As the WannaCry ransomware spread across 150 countries last month, the Middle East held its breath. While Saudi Telecom Co. (STC) denied that the virus had affected its systems, it was another stark reminder of cyber security risks that loom large over the region, and the GCC in particular.

After all, the GCC represents an emerging information environment with accompanying economic, social, and security promises and challenges. With cyberattacks being increasingly wielded as asymmetric weapons of war, robust and proactive cybersecurity structures will undoubtedly be an essential component for securing both regional influence and stability.

Bullets in cyberspace 

The Gulf is a lively cyber conflict zone. According to Symantec's annual Internet Security Threat Report, Saudi Arabia and the UAE are the two most targeted MENA countries for ransomware attacks – in which cyber criminals steal and encrypt files until a ransom is paid.
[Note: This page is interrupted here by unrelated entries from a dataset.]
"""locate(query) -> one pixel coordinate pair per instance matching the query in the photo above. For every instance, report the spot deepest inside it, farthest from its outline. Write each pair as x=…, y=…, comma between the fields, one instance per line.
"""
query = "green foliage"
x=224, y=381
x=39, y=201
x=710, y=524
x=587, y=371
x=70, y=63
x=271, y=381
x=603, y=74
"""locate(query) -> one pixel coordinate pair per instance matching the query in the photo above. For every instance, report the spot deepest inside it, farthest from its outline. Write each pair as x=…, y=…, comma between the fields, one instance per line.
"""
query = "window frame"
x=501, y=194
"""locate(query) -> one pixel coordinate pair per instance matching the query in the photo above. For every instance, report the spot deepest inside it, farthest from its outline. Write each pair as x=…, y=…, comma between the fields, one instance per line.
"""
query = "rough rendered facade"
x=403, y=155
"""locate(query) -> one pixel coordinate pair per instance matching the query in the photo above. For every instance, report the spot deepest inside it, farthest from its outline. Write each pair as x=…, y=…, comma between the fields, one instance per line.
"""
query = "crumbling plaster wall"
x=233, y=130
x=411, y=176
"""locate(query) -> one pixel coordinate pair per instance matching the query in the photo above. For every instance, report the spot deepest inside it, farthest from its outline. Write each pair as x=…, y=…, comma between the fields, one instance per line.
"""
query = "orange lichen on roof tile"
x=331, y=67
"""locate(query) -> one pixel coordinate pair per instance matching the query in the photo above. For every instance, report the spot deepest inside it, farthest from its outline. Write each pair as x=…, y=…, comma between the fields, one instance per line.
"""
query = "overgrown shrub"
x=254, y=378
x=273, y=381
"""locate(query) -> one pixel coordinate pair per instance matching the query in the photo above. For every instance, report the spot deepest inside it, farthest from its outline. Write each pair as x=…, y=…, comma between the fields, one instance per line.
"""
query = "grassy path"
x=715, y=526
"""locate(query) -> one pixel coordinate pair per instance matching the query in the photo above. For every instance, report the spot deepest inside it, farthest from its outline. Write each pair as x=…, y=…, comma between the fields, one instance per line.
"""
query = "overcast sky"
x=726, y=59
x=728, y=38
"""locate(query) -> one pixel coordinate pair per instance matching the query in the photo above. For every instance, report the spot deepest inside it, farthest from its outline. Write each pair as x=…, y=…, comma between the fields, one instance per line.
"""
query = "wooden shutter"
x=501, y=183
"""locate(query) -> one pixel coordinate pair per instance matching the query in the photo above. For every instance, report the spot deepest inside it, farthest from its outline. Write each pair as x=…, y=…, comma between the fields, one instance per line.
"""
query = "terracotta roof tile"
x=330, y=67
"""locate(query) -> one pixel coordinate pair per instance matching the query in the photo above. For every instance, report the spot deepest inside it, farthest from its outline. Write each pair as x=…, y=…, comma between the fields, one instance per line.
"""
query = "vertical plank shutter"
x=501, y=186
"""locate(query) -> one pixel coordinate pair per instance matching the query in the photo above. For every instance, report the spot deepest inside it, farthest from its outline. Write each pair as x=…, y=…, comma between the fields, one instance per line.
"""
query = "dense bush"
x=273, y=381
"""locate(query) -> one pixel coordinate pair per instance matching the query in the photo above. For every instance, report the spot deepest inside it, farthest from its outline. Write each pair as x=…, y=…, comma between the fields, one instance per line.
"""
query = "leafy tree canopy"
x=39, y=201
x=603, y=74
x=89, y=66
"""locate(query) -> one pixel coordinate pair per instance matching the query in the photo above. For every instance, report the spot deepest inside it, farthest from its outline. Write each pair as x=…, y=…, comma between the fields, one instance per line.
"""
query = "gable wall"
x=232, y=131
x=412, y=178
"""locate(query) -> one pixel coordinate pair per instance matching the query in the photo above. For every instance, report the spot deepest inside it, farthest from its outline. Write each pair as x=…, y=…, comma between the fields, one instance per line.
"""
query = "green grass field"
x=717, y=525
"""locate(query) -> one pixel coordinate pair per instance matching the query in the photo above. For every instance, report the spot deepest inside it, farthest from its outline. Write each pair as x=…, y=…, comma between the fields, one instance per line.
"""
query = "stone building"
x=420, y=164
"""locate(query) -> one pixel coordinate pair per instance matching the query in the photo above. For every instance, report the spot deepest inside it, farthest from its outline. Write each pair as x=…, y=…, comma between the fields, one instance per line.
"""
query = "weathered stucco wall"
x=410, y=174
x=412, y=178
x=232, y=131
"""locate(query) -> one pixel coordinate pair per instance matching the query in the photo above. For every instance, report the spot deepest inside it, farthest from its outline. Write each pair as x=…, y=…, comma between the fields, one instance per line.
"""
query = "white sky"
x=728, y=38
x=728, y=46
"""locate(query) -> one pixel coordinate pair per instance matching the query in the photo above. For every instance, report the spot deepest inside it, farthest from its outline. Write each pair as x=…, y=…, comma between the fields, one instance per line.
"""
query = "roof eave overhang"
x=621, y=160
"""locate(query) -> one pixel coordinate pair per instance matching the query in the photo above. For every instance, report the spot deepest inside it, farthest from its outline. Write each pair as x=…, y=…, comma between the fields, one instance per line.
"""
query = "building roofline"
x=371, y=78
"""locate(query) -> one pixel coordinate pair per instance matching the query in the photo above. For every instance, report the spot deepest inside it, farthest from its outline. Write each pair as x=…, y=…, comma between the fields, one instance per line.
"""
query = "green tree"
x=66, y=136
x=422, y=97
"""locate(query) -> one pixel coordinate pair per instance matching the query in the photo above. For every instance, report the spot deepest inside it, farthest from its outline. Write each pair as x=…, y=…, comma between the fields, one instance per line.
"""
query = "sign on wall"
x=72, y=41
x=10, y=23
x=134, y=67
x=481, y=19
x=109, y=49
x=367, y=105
Consequently, in 2016 the global average ransom spiked 266 percent with criminals demanding an average of $1,077 per victim, up from $294 as reported for the previous year.
Cybersecurity has to be envisioned as an end-to-end challenge necessitating an end-to-end response.
The report identifies resurgence in sabotage attacks during 2016, notably the reemergence of the Shamoon disk-wiping malware after a five-year absence. First used in attacks against Saudi Aramco and Qatar's RasGas in 2012, a new variant was used against targets in the kingdom in November 2016 and January 2017, infecting networks in at least 22 organisations.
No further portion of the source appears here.